Why handle software this way?  

Our first reason for handling software this way is both practical and philosophical.  Software has to be installed somehow — we could either spend staff time installing software or we could spend staff time training people to install their own software.  We have opted towards the second option because of our philosophy that it’s better to give researchers the freedom (and responsibility) to manage their own software.  Practically speaking, we also think that this researcher-driven approach is ultimately more scalable in terms of staff support time and allows researchers to use the software they want without waiting for a staff member to have time available to install it.

The second reason for this approach is that it empowers researchers to run at a large scale more easily.  In our high throughput system, the fact that we start researchers with portable, personal software installations facilitates their leap from running solely in CHTC to using other grid resources (where having a system software installation isn’t an option).

How does this work, actually?

Many scientific programs are built to be portable.  The easiest scenario is when a program is available as a single binary executable (or a folder of them).  As one example, well-developed bioinformatics tools (blast, bowtie, bwa) fall in this category.

Other programs are installable to a single directory, and that directory can be copied from computer to computer and used in the new location.  One example is Python.

The final level of challenge is the need to sometimes install and bring along not only the main software package, but a few dependencies.

Some programs are more challenging to install than others.  In our “do-it-yourself”, portable approach, software with a lot of dependencies can be challenging to install.  Another major problem is when software cannot be installed locally, or hard-codes its installation location (preventing it from being used elsewhere).

One approach that we’ve started to use for these difficult programs is containers.  Because containers provide a consistent, self-contained environment for installation, they are a good solution for tricky software.  Our high throughput system scheduler (HTCondor) can run jobs using Docker containers and other resources can use Singularity.

What’s required to support users?

Most of our user support for software installations happens inside our usual
user support structure:

• We meet personally with each researcher who gets an account at CHTC, where we talk through the rationale and process for installing software.
• We have user guides for common software installation processes (see our guides for Matlab, Python, and R).
• Researchers can ask follow-up questions via email or during office hours.

Follow-up questions typically fall into two camps:

• someone who is doing a fairly standard installation and just needs some extra help
• someone who is installing something we’ve never seen before and it’s weird

It’s the last set of questions that is the most time-consuming.  However, we usually don’t have more than 1-2 of these per month and are also able to draw on the expertise of colleagues to find solutions.  Overall, we don’t spend a lot of time having to work on software installation issues, compared to other problems that crop up.
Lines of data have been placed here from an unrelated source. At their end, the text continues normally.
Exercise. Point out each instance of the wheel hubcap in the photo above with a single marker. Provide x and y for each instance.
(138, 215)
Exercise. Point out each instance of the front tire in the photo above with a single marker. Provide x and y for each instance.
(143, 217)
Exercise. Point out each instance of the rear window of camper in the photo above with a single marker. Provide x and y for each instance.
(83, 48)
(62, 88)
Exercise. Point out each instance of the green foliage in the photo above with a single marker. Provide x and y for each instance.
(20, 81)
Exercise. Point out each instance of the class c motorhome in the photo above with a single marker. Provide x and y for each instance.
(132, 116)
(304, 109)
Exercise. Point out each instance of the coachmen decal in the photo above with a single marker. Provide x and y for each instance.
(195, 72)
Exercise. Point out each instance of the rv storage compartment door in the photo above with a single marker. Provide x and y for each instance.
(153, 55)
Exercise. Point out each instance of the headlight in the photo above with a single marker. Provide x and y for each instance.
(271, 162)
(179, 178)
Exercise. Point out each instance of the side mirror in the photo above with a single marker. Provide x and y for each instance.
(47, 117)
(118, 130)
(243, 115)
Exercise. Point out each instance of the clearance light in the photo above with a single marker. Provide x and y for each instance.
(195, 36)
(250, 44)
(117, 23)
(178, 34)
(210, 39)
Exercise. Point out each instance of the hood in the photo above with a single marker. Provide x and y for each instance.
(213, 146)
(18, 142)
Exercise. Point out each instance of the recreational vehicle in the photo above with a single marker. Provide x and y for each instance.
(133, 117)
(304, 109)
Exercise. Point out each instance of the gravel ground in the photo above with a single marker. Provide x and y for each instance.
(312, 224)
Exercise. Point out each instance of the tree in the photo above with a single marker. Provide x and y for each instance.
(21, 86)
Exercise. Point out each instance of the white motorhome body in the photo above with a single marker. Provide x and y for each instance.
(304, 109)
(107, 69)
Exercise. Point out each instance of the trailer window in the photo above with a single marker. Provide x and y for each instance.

Recommendations for software developers

There is plenty that scientific software developers can do to make their programs easy to run on large-scale systems in the ways I’ve described.  My wishlist would include:

• ability to run/install software without sudo or other administrative privileges.
• not using hard-coded paths to a persistent location; having flexibility in where software is installed vs run and where input and output files or directories can be made.
• using environment variables or configure files to manage location information.
• for tools with lots of dependencies, providing a software development kit (SDK) or other kind of dependency manager as a pre-requisite to installing the software.